We slept like dead pigs and woke at 930am feeling profoundly better. Then we noshed on the hotel breakfast and laughed about how much better life is today than it was yesterday.
 
We got directions to the nearby mall so that we could pick up a few things, instantly got ourselves lost, came back to the hotel and got new directions and found the place, then found that the stores here have all the same brands as the New Seasons by our house back home but at a third the price. Eli met a little Chinese girl who was exactly his size and they had fun laughing together while we all waited in the checkout line. I about fell over when the little girl pointed at my shirt pocket and said “glasses” in perfect English. Eli replied in what sounded to me like perfect Chinese, though the little girl's parent didn't seem as impressed by his speech as I'd been by hers. Then we hopped on the tram (also an experience every American should have) and went to another part of town for some walking and sightseeing.
 
One thing that's nice about being six feet tall 5'11 5/8"is that you can see over most of the people on the street in Hong Kong. That probably sounds racist or insensitive, but I don't mean it that way at all. I just mean that it's pretty cool to be able to see three or four blocks ahead of yourself even though there's not an inch to spare in a mass of people who completely fill the space between the storefronts and the street everywhere all the time. Most of the people you can't see over are white, which means that people like me stand out like a sore thumb. Pretty cool. It's also good to try out a culture that doesn't view personal space the same way Americans do. By that, I mean “a culture that seems to have no awareness of nor concern for personal space.” If you can't stand being squeezed into a really small space with a lot of other people, Hong Kong will push some of your buttons.
 
I don't mind being surrounded by people but I sometimes get claustrophobic. Solution: sit by the window.

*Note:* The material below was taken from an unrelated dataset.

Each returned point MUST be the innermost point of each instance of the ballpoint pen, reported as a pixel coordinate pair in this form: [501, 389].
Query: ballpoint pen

Simple.
 
We got back onto the tram and rode it until the end of the line though we hadn't seen our stop. As we were looking at the map, the driver asked what we were looking for and we said “Hill Road.” He told us to get back in and that he'd take us. We rode all the way back to where we'd started and realized, when we came to the “Hiller Street” stop that we may have miscommunicated. We got off, waited for another tram, got back on, rode it to the same terminus, got off and looked at the sign across the intersection. Hill Road.
 
We returned to the hotel for the evening canapes and wine and found that – again – the people we least like to meet during international travel are Americans. Eli elicited nasty looks from all four of the people at the next table when he dared to remove one of his shoes in the presence of their Chianti and sauteed tofu. Then he walked to the other side of the room to look at the ornaments on the still standing Christmas tree, which produced obvious disgust in the faces of the couple seated on that side of the room.
 
We left the hotel and went out for dinner. As soon as we were seated, Eli threw his chopsticks on the floor, and before I could pick them up, a waiter had delivered a fresh set and collected the old ones. Then Eli leaned back in his chair and pushed the table with his feet, which tipped his stroller over. We didn't spill much tea from the table, but we were a tad embarrassed when the folded stroller fell onto another diner's leg while he was trying to eat.
 
We ordered our food to go, went for a short walk, returned to pick up our dinner, made a quick stop for some Super Ginseng Wine and Haagen Dazs and came back to the room.
 
When I finished writing this, it was 11:50 local time. We'd be watching fireworks from the 23rd floor in a few minutes.
 
I realized, in that moment, that life just couldn't be better.